A few of us B.A.D mates thought we'd pick a nice day to do some brewing.. Partly because we all need beer and also to test out Jay and Rolf's new rig.

Was a great day and I felt a little jealous that they were brewing out side and I was stuck inside on my rig at times... In the end there was a made up IPA from me, a LC bright ale clone and a ESB.. all should be great beers..
here's some pictures of the day


This is the day the we got... fantastic!








the BIAB setup with the high tech wind shield






The boys new rig they're trying out (best seat in the house)









This brewing is tough!








Another shot of the BIAB and a half filled garden bed.... I put my back out doing it saturday morning....
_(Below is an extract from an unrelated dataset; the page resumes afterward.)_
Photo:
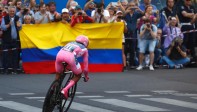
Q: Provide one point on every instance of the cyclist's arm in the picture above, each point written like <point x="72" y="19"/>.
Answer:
<point x="85" y="60"/>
My rig banished to the inside brewing my vienna IPA thing








A few chicken bits for food later on.... whacked on the smoker for a hr or so






my smoker working away with the PID controlled blower thingo I made so I can have to keep regualating the temp, does it by itself.. so much easier






This is what happens when you leave a Homebrew in the sun for a bit and then open it...










So thats all from the day, was fantastic and I think we will be doing more of theses on the nice summer days.


----------



## bruce86 (15/10/12)

nice work guys!


----------



## mmmyummybeer (20/10/12)

Great to see the BAD crew brewing away, looks like a really great day. From the pictures looks like Jay and Rolf have done a great job on the brew rig, and good to see it up and running, well done. If you have another let us know as we would definitely love to catch up.


----------